The right to data portability

An individual should be able to get their personal data so they can share it with another data controller. Or to have the data directly transferred between two organisations. The data must be in a machine-readable format. An example of data portability is transferring data from one wearable device to another.

The right to object

EU citizens can object to companies processing their data. For instance, when they opt out of direct marketing that requests their personal data, objecting to their data being used for research purposes.

Rights regarding automated decision-making and profiling

Today, it is common practice for companies to make decisions or assessments using AI-driven technology. For example, an automated approval process for a home loan. Under GDPR, people have the right to object to automated decision-making. Especially if it affects them in a legal way, such as being declined a home loan.

Conducting Data Protection Impact Assessments (DPIAs)

A data protection impact assessment (DPIA) is a process that helps a company identify any risk to peoples' personal data before starting a new project. The aim of the assessment is to eliminate any risks that could violate GDPR compliance. The data protection law mandates companies to carry out a DPIA before doing any data processing that could result in a high risks to citizens' freedoms and rights.

Examples of when a DPIA is needed include:

If a company is planning to use a new technology or software, such as a new SaaS product.
The company does systematic monitoring of a public place.
For processing individuals' personal data, such as their political or religious beliefs.
If PII is used to make automated decisions.
If the company processes data pertaining to children.

By implementing a DPIA companies can become more aware of any potential data protection risks when they start a new project. The assessment will also help the company build data security into the project from the beginning. As a result, they'll align better with the 'data privacy by design' component of the data protection rules. Another benefit of conducting a DPIA is demonstrating that the company is accountable, which helps build trust with individuals.

7 steps to conduct a DPIA

A DPIA is not just a once-off exercise for a data controller. It is a business process that is reviewed and improved on as needed. Here are the basic steps to conduct a DPIA.

Identify a project or operation that involves high-risk data processing.
Outline the data processing workflow.
List any potential threats or risks to the personal data.
For each risk, establish how you can reduce the impact.
Record all your DPIA findings in a detailed report that is signed by the executive team.
Refer to the report throughout the project to ensure the project team is mitigating those risks.
Review the plan when a new high-risk data protection situation arises.

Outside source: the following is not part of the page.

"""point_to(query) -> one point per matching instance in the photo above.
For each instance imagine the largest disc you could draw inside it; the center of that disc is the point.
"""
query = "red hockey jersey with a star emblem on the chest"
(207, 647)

How we protect individuals' privacy is very different today than it was a decade ago. While privacy rights have been in place in the EU since the 1950s, the amount of personal data, and it's accessibility is very different today. Modern security measures are essential to protect the vast quantities of PII available on digital channels.

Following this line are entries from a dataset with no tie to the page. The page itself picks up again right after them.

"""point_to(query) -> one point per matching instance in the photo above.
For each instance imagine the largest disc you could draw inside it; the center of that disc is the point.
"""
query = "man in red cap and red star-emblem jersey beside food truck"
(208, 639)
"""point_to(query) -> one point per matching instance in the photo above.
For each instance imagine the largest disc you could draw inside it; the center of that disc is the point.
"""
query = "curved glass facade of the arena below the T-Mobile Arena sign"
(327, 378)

In 1995, the EU passed the European Data Protection Directive that created basic standards for data security and privacy. But that became outdated as technology advanced. When Facebook came onto the scene in 2006, for instance, the amount of personal data people shared over the internet skyrocketed. As a result, the EU went back to the drawing board and began working on a framework that would better protect sensitive data. The updated data protection regulations, GDPR, were launched in 2018.

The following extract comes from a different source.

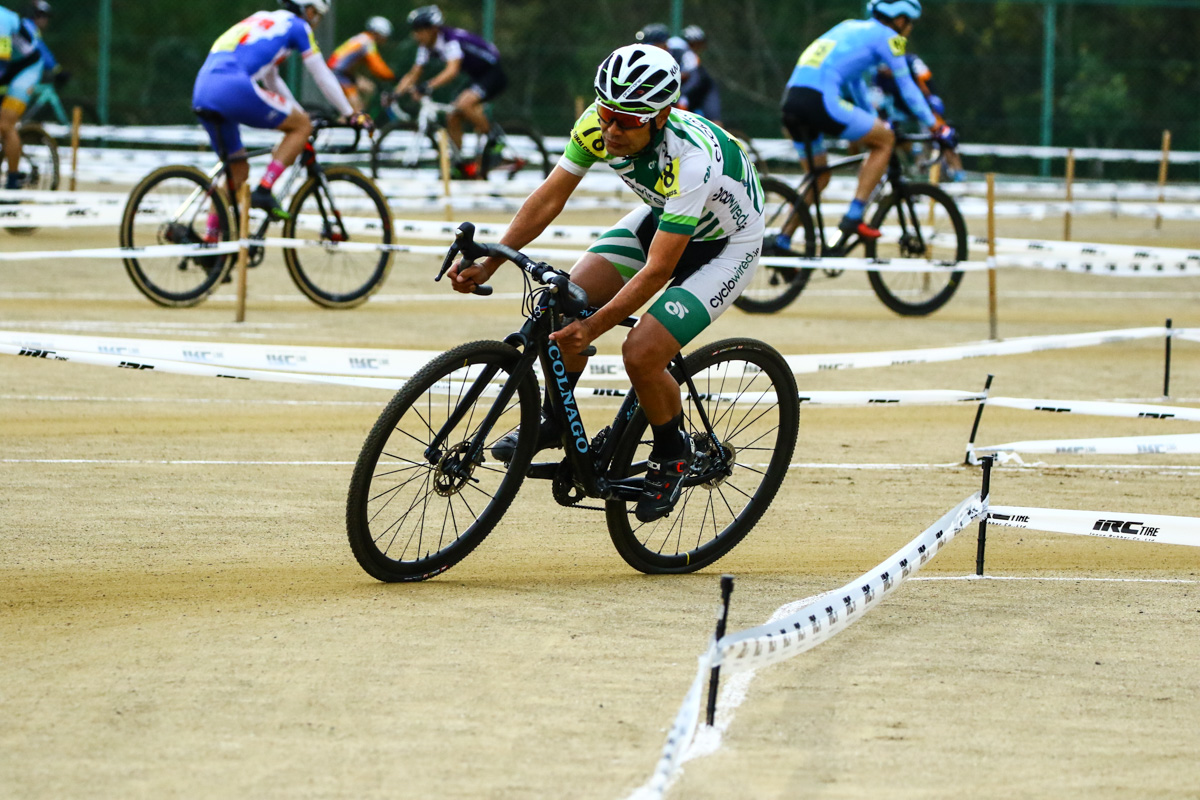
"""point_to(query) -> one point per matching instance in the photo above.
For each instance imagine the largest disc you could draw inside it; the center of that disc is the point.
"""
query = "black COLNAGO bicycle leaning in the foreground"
(428, 489)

GDPR is an essential compliance requirement for any business that deals with EU citizens' data. It takes a modern approach to the data privacy and security issues that users around the globe face in their daily digital interactions. The General Data Protection Regulation sets the right standards for companies to continually put data privacy and security first in whatever they do.

Disclaimer: This article is for informational purposes only and not legal advice. Use it at your own risk and consider consulting a licensed professional for legal matters. Content may not be up-to-date or applicable to your jurisdiction and is subject to change without notice.